Drug-related problems (DRPs) are common in hospitalised patients. As defined by the Pharmaceutical Care Network Europe (PCNE), a DRP is an event or circumstance involving drug therapy that actually, or potentially, interferes with the desired health outcomes [1]. A drug-related problem can be a risk to the patient (potential problem) or cause harm (manifest problem) as an adverse drug event (ADE) or an adverse drug reaction (ADR). Multiple causes for DRPs are known such as medication error, poor documentation, failures in communication, inappropriate processes in the health care setting or the patient’s behaviour. A systematic review analysing DRPs in hospitals showed that problems associated with pharmacotherapy lead to a prolonged hospital stay and increased healthcare costs. Medication errors occurred in 5.7 % of all episodes of drug administrations, and 6.1 % of hospitalised patients experienced an ADE or ADR [2].

Increasingly, clinical pharmacists are involved in detecting and solving DRPs on a regular basis. Utilisation of a classification system would aid in the collection of DRPs and the assessment of pharmaceutical interventions; support continuity of care through the promotion of mutual information [3]; and, additionally, such data on pharmacists’ activities could be used for epidemiological studies.

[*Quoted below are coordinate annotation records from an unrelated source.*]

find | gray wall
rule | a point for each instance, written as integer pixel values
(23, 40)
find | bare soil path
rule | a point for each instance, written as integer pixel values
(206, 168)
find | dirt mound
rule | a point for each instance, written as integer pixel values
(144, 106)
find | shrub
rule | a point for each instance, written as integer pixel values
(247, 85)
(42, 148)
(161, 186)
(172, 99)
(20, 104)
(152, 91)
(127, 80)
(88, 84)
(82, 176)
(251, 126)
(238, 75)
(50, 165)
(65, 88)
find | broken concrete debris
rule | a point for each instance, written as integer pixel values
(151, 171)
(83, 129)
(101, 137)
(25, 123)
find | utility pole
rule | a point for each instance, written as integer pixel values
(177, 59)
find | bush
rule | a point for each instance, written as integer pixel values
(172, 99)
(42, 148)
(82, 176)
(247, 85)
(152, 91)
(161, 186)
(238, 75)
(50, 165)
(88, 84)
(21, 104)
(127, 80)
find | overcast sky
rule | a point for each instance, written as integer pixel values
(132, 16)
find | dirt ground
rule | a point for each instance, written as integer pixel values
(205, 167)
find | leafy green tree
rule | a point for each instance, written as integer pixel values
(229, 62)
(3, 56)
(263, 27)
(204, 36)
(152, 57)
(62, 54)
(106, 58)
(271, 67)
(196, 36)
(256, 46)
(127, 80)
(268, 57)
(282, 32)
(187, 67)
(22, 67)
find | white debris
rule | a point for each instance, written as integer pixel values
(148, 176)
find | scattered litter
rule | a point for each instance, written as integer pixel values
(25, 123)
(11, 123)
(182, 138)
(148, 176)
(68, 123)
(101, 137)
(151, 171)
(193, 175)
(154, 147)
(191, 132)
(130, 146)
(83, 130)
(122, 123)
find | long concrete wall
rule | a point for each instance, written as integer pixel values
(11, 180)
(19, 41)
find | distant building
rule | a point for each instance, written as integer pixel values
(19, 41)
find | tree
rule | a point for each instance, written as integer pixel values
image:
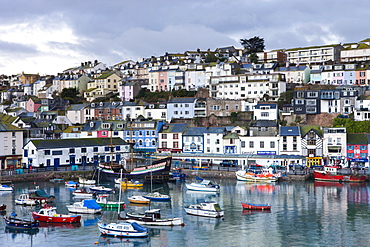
(253, 45)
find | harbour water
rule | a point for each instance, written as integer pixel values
(302, 214)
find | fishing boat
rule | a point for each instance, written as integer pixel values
(251, 206)
(101, 189)
(128, 183)
(49, 214)
(82, 193)
(257, 176)
(205, 209)
(86, 181)
(71, 184)
(333, 174)
(24, 199)
(204, 185)
(125, 230)
(152, 217)
(139, 200)
(159, 168)
(88, 206)
(12, 222)
(40, 195)
(156, 196)
(4, 187)
(103, 202)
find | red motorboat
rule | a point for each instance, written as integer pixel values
(332, 173)
(251, 206)
(49, 214)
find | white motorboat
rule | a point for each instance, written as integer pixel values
(24, 199)
(81, 193)
(138, 199)
(125, 230)
(101, 189)
(4, 187)
(88, 206)
(205, 209)
(152, 217)
(205, 185)
(86, 181)
(243, 175)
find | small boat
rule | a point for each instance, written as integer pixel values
(252, 176)
(49, 214)
(128, 183)
(205, 185)
(56, 180)
(13, 222)
(71, 184)
(101, 189)
(139, 199)
(251, 206)
(24, 199)
(332, 173)
(206, 209)
(156, 196)
(4, 187)
(86, 181)
(82, 193)
(125, 230)
(107, 205)
(88, 206)
(152, 217)
(41, 195)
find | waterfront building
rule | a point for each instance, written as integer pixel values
(11, 147)
(357, 150)
(334, 146)
(312, 144)
(64, 152)
(170, 138)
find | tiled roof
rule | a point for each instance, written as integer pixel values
(80, 142)
(289, 131)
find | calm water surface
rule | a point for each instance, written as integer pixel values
(303, 214)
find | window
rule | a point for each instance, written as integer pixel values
(272, 144)
(56, 152)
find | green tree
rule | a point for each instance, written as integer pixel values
(253, 45)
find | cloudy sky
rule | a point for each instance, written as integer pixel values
(49, 36)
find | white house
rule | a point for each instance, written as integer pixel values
(63, 152)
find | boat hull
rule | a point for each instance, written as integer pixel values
(198, 187)
(250, 177)
(158, 222)
(204, 213)
(106, 230)
(250, 206)
(58, 218)
(20, 224)
(325, 176)
(157, 172)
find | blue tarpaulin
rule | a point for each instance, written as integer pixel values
(91, 203)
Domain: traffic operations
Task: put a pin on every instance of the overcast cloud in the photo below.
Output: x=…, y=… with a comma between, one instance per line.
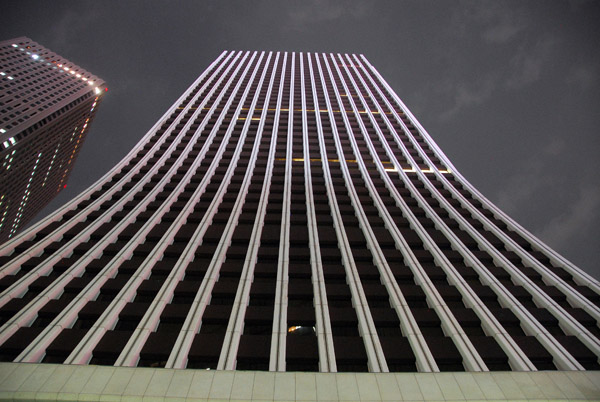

In the literature several classification systems have been proposed. Most instruments, such as APS-Doc [4], DOCUMENT [5], and PI-Doc [6], were considered too time-consuming in practice. Another such system, the PCNE [12] classification system, was originally developed for a research and community pharmacy setting and has a strong focus on patient behaviour, therefore making it less appropriate for the hospital setting. Typical hospital medication errors such as application errors, incompatibilities, and incorrect transcription cannot be classified [3]. The large number of subcategories (n = 71) renders the tool very comprehensive, but hinders its application in a daily routine setting. Allenet et al. validated an instrument for the documentation of clinical pharmacists’ interventions (SFPC system), which proved to be suitable for daily practice [7]. However, this simple system lacks subcategories to document detailed information, and the cause of the DRPs is not assessed. Hence, validated, structured, and standardised classification systems for pharmaceutical interventions, which fulfil both requirements of comprehensive classification and simple use in daily clinical practice, are rare.

Validation confirms, through the provision of objective evidence, that the requirements for a specific use or application are fulfilled [8]. Validation of a classification system is necessary, not only to ensure that one code reflects a unique DRP, but to guarantee that this coding is understandable to user. The literature describes the following criteria for validating DRP classification systems: (1) appropriateness (is the classification content appropriate to the questions the application seeks to address?) (2) acceptability (is the classification acceptable to the users?) (3) feasibility (is the application easy to use?) (4) interpretability (how well can the classification codes be interpreted?) (5) reliability (does the classification generate results that are reproducible and internally consistent?) (6) validity (does the classification measure what it claims to measure?) (7) responsiveness (does the classification offer options to follow up interventions and monitor outcomes of interventions?) [9].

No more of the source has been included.